For military families with dependants overseas, the stress of making ends meet while one spouse is away is difficult enough without the extra burden of payment shock brought on by adjustable-rate-mortgage resets. But there could be some relief for these households if they ask for it.

All military personnel on active duty are eligible for help with their mortgages and other debts under the 1940 Soldiers' and Sailors' Civil Relief Act. (The act was rewritten and strengthened by the Servicemembers Civil Relief Act of 2003.)

This law allows reserve and National Guard members and other military personnel whose mortgage obligations pre-date the start of their active duty to cap their rates at 6% while they are on active duty. Other benefits of the act include a prohibition on lenders foreclosing on the homes of affected military personnel during, and for three months after, their tours of active duty.
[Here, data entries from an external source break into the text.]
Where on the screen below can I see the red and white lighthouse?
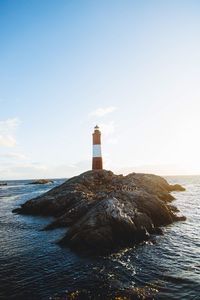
[92,125,103,170]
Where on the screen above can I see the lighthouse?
[92,125,103,170]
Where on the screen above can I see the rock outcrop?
[14,170,185,253]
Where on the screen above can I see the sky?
[0,0,200,180]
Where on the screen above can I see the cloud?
[0,135,16,147]
[0,152,28,160]
[89,106,117,117]
[0,118,20,147]
[99,121,115,136]
[0,160,91,180]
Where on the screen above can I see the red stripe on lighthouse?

Since fixed-rate home-loan rates have hovered below 6% for several months, one of the most significant provisions of the act includes adjustable-rate mortgages and consumer debt.
It limits the amount of interest that may be collected on all debts -- not just mortgages -- to 6% per year during the period of military service. This provision applies to debts incurred before the commencement of active duty and includes interest on credit-card debt, car loans and other debts.
The Office of the Undersecretary of Defense for Personnel and Readiness emphasizes that the provision applies to pre-service debts, and the interest-rate reduction doesn't occur automatically -- service members must request it.
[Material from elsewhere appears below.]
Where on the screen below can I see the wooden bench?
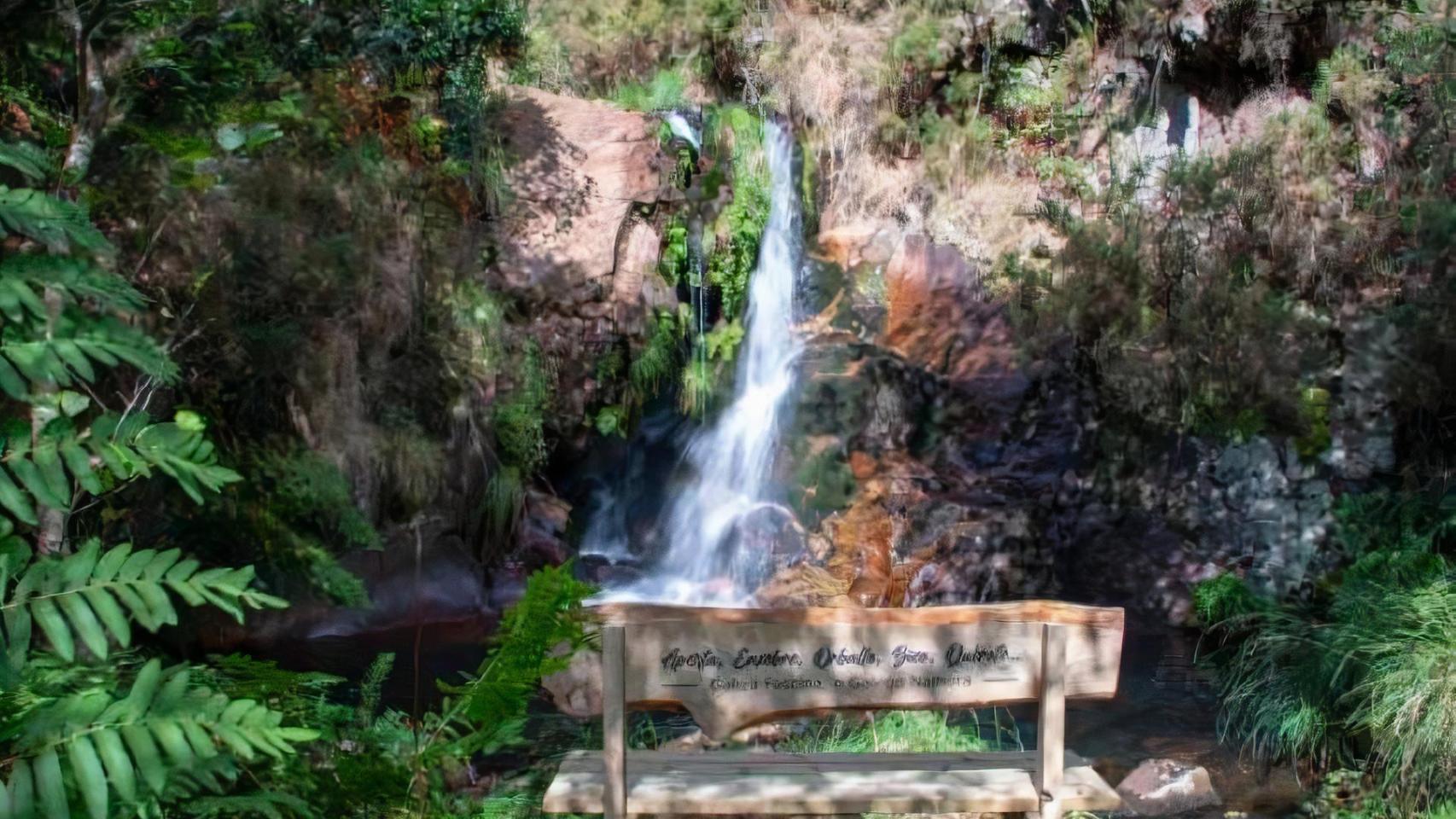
[543,601,1122,819]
In addition to the mortgage-rate reduction and expanded foreclosure protection, federal officials have encouraged lenders to postpone principal payments for all servicemen and servicewomen during their activation and for three months thereafter.

Reservists who were called up to active duty after August 1990 and served 90 days continuously on active recall are eligible for Veterans Affairs' loans and other benefits. This provision was inserted to help the thousands of men and women who were pressed into service during Operation Enduring Freedom, beginning in 2001, and the subsequent Operation Iraqi Freedom.
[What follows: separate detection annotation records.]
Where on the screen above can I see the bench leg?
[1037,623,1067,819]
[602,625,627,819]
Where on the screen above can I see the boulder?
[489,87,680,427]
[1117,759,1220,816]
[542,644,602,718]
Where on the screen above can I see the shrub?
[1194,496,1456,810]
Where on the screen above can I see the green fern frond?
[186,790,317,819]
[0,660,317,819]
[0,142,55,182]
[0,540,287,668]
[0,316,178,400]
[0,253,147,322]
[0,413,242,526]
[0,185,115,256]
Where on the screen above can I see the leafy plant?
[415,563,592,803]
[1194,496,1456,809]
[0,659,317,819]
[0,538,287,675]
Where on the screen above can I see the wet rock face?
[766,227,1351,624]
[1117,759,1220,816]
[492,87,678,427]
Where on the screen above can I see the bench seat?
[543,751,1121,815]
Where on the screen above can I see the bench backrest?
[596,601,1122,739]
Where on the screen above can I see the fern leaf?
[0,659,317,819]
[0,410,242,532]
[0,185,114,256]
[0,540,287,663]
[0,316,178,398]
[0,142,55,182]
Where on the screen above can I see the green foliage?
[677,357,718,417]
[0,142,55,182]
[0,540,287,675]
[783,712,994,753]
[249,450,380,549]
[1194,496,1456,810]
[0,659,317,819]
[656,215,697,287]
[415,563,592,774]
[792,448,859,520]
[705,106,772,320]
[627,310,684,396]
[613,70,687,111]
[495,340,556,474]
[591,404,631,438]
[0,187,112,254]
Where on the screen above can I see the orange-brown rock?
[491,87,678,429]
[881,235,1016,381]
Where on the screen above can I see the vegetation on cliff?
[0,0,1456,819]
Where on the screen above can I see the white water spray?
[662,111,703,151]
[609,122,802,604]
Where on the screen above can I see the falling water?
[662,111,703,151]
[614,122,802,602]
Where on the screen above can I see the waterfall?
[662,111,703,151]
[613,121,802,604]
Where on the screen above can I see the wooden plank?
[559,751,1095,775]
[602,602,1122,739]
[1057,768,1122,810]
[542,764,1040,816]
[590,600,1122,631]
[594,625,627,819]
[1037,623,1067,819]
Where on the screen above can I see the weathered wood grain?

Once a service member requests the rate reduction, the creditor either must comply or apply for court relief.

The relief act puts the burden on the creditor to show that military service has not "materially affected" a member's ability to repay the debt. The court generally grants relief if the creditor can make his or her case. The act also provides some assistance for renters.

Another key provision under the relief act protects dependents from being evicted while military members are serving. If a service member rents a house or an apartment that is occupied for dwelling purposes and the rent does not exceed $1,200 a month, the landlord must obtain a court order authorizing eviction. This provision applies regardless of whether quarters were rented before or after entry into military service.

In cases of eviction, courts may grant a stay of up to three months or enter any other "order as may be just," according to the act, if military service materially affects the service member's ability to pay the rent. This provision is not intended to allow military members to avoid paying rent but, rather, to protect families when they cannot pay the rent because deployment has affected their ability to do so.

Another significant protection under the act relates to civil proceedings. Service members involved in civil litigation may request a delay in the proceedings if they can show their military responsibilities preclude their proper representation in court. Service members who are on an extended deployment or stationed overseas most often invoke this provision.